Sahada belli olur
Basketbol ile 11 yaşımda tanıştım. O zamandan beri aşırı bir düşkünlüğüm var. Sokak arasındaki potaya topu zor bela atan çocuklar bile olsa, durup biraz izlerim.
😛
Çeşitli anılar biriktirdim bunca yıl boyunca…
20’li yaşlarımdaydım. Tatil köyünde basketbol maçında, 30’lu yaşlarında bir ağabeye faul yaptılar. Ağabey düştü ve dizi kanadı. Kalktı. Sakin ama öfkesini belli eden bir ses tonu ile “Mutlu oldun mu şimdi?” dedi faul yapan arkadaşa… “Şurada 1 haftalık bir tatilim var. Senin yüzünden berbat oldu. Bir tane sayı için değer mi sence?…” Bu anı hep gözlerimin önünde kaldı.

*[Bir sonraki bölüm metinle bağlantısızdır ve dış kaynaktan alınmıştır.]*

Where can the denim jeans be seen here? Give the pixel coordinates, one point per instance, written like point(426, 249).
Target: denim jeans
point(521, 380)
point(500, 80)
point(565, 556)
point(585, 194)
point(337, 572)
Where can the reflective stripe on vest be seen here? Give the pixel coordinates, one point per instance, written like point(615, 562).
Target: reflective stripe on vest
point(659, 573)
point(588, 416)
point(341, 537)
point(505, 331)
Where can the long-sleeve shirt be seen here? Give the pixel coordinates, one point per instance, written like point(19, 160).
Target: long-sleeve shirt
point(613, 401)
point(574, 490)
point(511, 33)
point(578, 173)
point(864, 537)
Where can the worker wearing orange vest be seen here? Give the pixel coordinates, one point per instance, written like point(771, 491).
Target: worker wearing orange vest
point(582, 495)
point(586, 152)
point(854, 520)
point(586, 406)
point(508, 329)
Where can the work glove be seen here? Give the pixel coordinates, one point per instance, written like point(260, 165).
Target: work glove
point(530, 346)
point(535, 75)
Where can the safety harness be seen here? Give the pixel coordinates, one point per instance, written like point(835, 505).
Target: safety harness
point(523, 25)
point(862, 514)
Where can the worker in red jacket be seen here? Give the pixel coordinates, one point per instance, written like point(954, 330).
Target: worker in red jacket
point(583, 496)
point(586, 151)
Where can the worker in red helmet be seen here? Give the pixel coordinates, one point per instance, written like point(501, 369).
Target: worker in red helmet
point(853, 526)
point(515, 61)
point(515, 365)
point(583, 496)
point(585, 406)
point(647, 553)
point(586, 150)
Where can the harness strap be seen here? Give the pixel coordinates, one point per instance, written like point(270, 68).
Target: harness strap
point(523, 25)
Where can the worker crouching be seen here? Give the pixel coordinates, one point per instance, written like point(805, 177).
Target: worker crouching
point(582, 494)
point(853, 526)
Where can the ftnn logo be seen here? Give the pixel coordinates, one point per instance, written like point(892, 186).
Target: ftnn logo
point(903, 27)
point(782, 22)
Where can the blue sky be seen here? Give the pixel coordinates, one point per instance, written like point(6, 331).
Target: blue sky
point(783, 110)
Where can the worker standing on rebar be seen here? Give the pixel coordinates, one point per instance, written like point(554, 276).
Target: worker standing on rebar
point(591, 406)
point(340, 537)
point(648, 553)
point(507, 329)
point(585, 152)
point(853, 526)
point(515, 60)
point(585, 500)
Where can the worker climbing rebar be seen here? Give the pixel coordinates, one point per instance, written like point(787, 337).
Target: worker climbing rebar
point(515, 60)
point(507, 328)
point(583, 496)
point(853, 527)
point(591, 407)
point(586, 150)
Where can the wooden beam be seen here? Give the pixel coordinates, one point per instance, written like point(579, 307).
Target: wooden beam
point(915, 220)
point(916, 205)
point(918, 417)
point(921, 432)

30’uma gelmek üzereydim. Mahallede bir saha var. Akşamları iş çıkışında üstümü değişip sahaya gidiyorum. Hava kararana kadar basketbol oynuyoruz. Bir akşamüstü, okuldan tanıdığım bazı arkadaşlar da geldiler. İçlerinden 2’si, Genç Milli olmuş bir zamanlar. Mahallede, hergün oynadığımız arkadaşlar maç yapmak istemediler. “Mağlubiyet garanti” diyerek. Önemli olanın oynamak olduğunu anlatamadım. Onlar seyretti
😉
Zaman içinde insanların oyun içindeki davranışlarına bakarak kişiliklerini yorumlamayı (kısmen de olsa) öğrendim. Basit bir maçı kaybetmemek için başkasını sakatlamayı göze alanlar, kazanmak için her şeyi geçerli zannedenler, hayatı kazanmaktan ibaret sananlar, ekip arkadaşlarını sürekli azarlayanlar… Diğer yandan oyunu hep daha iyi oynamaya çalışanlar, başkalarını yüreklendirenler, kötü oyunculara da pas verenler…
Sahada başka, iş hayatında başka olanlar da görürüm. Ama ben sahaya inanırım.
😀
Etiketler: ekip, ekip ruhu, kaybeden, kazanan, oyun, spor
Kategori: İş hayatı, yaşamın içinden
5 Haziran 2010
1:21 pm
son kısımlar kesinlikle katılıyorum, sahadaki davranış tarzı gerçekten kişiliği yansıtıyor bence.
ucundan da olsa benzer bir anım var, tıp fakültesinin ilk senelerinde, fakültenin futbol takımındaydım. takım kaptanımız son sınıftan bir abimizdi. maç içerisinde abi pas vermiyorlar, abi şahsi oynuyolar, abi şöle böle falan diye takım arkadaşlarım hakkında serzenişte bulunuyodum. bi ara durdu bana döndü, “ya boşver takma kafana, nolcak pas vermiyosa, o da öyle zevk alıyor, bütün sene yoğun geçiyor zaten, bir gün eğleniyoruz, bırak herkes istediğini yapsın” dedi.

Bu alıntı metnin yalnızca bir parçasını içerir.